Example 12: The interphalangeal joint fusion system according to any example herein, particularly examples 1-11, wherein the annular body includes a plurality of circumferential slots arranged circumferentially about the annular body and extending at least partially through the annular body.
Example 13: The interphalangeal joint fusion system according to any example herein, particularly examples 12, wherein at least one of the plurality of circumferential slots extends through the annular body from the proximal surface to the distal surface.
Example 14: The interphalangeal joint fusion system according to any example herein, particularly examples 12-13, wherein the plurality of circumferential slots are spaced evenly about a circumference of the annular body.
Example 15: The interphalangeal joint fusion system according to any example herein, particularly examples 12-14, wherein the plurality of circumferential slots include an elongated body portion having a curvature corresponding to a curvature of the annular body.
Example 16: The interphalangeal joint fusion system according to any example herein, particularly examples 1-15, wherein the annular body includes a suture opening extending through the annular body.
Example 17: The interphalangeal joint fusion system according to any example herein, particularly examples 1-16, wherein the annular body includes a staple cutout extending radially inward from an outer surface of the annular body toward a central axis of the annular body.
Example 18: The interphalangeal joint fusion system according to any example herein, particularly examples 1-17, wherein the annular body includes a central lumen extending therethrough, an inner surface of the central lumen including a radial projection extending radially away from a central axis of the annular body.
Example 19: The interphalangeal joint fusion system according to any example herein, particularly examples 1-18, wherein the annular body includes a central lumen extending therethrough, the central lumen having an inner diameter ranging from 4.0 mm to 5.0 mm, and the annular member having an outer diameter ranging from 6 mm to 7 mm.
Example 20: The interphalangeal joint fusion system according to any example herein, particularly examples 1-19, wherein the annular body has a thickness ranging from 0.5 mm to 1.5 mm.
Example 21: The interphalangeal joint fusion system according to any example herein, particularly examples 1-20, wherein the annular body has a generally circular-shaped outer surface and a generally rectangular-shaped cross-section.

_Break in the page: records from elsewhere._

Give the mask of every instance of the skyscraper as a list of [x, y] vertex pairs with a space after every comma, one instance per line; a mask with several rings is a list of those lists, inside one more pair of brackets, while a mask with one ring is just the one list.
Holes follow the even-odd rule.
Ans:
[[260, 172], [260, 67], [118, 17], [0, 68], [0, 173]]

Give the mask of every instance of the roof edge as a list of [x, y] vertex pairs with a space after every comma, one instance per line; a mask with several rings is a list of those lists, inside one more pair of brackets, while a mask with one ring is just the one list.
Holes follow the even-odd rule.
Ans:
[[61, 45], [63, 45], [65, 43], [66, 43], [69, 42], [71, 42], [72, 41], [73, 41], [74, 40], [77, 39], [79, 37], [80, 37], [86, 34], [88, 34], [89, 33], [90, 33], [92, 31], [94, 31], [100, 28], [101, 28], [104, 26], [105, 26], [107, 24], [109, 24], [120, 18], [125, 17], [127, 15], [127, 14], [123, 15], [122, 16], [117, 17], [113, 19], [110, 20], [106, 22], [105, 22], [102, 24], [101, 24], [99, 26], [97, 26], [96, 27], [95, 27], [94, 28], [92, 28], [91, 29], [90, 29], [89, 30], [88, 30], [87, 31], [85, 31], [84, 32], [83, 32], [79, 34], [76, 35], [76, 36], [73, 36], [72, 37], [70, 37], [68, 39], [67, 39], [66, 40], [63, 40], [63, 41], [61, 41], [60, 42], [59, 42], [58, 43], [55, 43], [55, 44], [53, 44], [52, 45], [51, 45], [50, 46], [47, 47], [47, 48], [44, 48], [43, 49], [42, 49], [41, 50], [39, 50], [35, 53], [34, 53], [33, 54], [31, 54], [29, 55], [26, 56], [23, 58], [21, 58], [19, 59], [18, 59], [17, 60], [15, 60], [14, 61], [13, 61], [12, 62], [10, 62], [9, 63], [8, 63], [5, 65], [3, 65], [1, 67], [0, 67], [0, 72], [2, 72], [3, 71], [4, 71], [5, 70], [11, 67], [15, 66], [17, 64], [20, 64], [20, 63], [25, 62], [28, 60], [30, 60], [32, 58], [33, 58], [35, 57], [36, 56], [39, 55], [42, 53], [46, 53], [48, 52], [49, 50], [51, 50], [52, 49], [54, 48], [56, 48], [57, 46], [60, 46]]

Example 22: The interphalangeal joint fusion system according to any example herein, particularly examples 1-21, further including a peg reamer comprising: a cannulated shaft defining a central lumen extending therethrough; a cutting end provided at a first end of the cannulated shaft, the cutting end including a plurality of cutting arms extending from the cannulated shaft, each cutting arm includes a cutting edge extending along an inner surface of each cutting arm; and a locking end provided at an opposing second end of the cannulated shaft from the cutting end.
Example 23: The interphalangeal joint fusion system according to any example herein, particularly example 22, wherein the central lumen of the peg reamer cannulated shaft defines a central axis of the peg reamer, where and each of the cutting edges are spaced apart from the central axis of the cannulated shaft.
Example 24: The interphalangeal joint fusion system according to any example herein, particularly example 23, wherein a spacing between each of the cutting edges and the central axis of the peg reamer cannulated shaft ranges from 2.25 mm to 2.75 mm.
Example 25: The interphalangeal joint fusion system according to any example herein, particularly examples 22-24, wherein the plurality of cutting arms are circumferentially arranged about the cutting end of the peg reamer cannulated shaft.
Example 26: The interphalangeal joint fusion system according to any example herein, particularly examples 22-25, wherein rotation of the plurality of cutting arms about a central axis of the peg reamer defines a peg cutout region therebetween.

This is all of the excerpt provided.